Could dropping water levels cause hydroelectric dams like the Hoover and Glen Canyon to churn out significantly less energy or stop altogether? (Possibly.) Could aqueducts that serve the cities of Phoenix, Tucson, San Diego and Los Angeles – not to mention the factory farms of California’s Imperial and Coachella valleys – start drying up? (Possibly.) Could America’s playground, Las Vegas, actually have to ration water? (Again: possibly.)
The obvious expedient of cutting back on water consumption is already happening, albeit in a patchwork manner. Water-saving efficiencies in the home (the unfortunately phrased “toilet-to-tap” solutions) are what allow Las Vegas officials to boast that everybody can take 20-minute showers every day without raising the city’s consumption a drop. In southern California, the metropolitan water district gives away high-efficiency water nozzles and subsidizes artificial turf and zero-water urinals. The Palo Verde nuclear station just west of Phoenix is the only nuclear power plant to use reclaimed wastewater for cooling. Prescott Valley, Arizona, whose population has ballooned 50 percent since 2000, irrigates golf courses with treated wastewater and sells permits to its future supply of treated effluent to developers who need to show they have a proven, 100-year source of water before they can build new homes. On the farm, growers are flattening fields with lasers to reduce runoff. Others are turning to water-efficient drip and microsprinkler systems and gizmos with names like “AquaSpy,” sensors planted at a crop’s root zones to monitor soil moisture in real time, to reduce water use and increase yields.

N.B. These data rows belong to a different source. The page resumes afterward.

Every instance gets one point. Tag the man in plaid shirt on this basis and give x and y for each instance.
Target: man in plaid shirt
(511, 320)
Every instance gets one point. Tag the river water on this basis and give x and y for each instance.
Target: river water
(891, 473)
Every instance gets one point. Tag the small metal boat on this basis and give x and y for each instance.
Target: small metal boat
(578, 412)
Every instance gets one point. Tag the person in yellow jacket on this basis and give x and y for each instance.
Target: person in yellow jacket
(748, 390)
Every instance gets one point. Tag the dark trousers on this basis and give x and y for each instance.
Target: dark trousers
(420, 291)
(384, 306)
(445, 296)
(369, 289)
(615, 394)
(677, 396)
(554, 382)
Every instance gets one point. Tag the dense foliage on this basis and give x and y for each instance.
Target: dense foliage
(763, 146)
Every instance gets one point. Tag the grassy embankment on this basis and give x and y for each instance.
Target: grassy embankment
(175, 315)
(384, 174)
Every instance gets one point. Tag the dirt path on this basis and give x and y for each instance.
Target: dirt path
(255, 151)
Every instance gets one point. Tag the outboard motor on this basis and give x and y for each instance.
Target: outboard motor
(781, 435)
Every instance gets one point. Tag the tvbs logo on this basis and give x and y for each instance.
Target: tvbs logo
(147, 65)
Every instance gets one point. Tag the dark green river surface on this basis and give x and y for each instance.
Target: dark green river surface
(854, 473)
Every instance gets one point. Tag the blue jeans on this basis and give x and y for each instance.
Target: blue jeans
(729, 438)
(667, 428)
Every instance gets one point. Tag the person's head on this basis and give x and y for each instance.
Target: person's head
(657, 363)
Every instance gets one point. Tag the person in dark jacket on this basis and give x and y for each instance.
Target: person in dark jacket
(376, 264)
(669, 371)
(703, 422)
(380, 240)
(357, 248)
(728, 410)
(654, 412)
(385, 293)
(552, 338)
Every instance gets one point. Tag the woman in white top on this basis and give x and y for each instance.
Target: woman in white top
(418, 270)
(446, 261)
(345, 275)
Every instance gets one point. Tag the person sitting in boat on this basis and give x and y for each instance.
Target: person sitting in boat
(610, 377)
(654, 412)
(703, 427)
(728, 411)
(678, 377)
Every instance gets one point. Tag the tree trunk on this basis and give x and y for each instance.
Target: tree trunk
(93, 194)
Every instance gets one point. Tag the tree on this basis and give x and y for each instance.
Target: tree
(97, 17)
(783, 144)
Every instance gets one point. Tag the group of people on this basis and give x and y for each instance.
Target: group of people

But conservation isn’t bringing water use into balance with available supply – the water deficit remains. Take Arizona, often lauded for its water-saving efforts. Since 1980, the state has had a groundwater management act that, in theory, permits residential construction only if builders can demonstrate the existence of a 100-year water supply and show how they will “recharge” what future homeowners draw from local aquifers. That program is what Spencer Kamps, a spokesman for the Home Builders Association of Central Arizona, pointed to when he told Remapping Debate, “We’re in a sustainable model for many years … We don’t have a water problem in Arizona.”
Yet Arizona’s Department of Water Resources released a report last month, “A Strategic Vision for Water Supply Sustainability,” which concluded: “Although the State has an existing solid water management foundation, water demands driven by future economic development are anticipated to outstrip existing supplies.”
By how much? “When we looked at some of the studies that were done for Arizona,” says Sandra Fabritz-Whitney, the department’s director, “what we found is our imbalance in a hundred years could be 3 million acre-feet” – in other words, roughly the same deficit that the U.S. Bureau of Reclamation projects for all seven Basin states by 2060.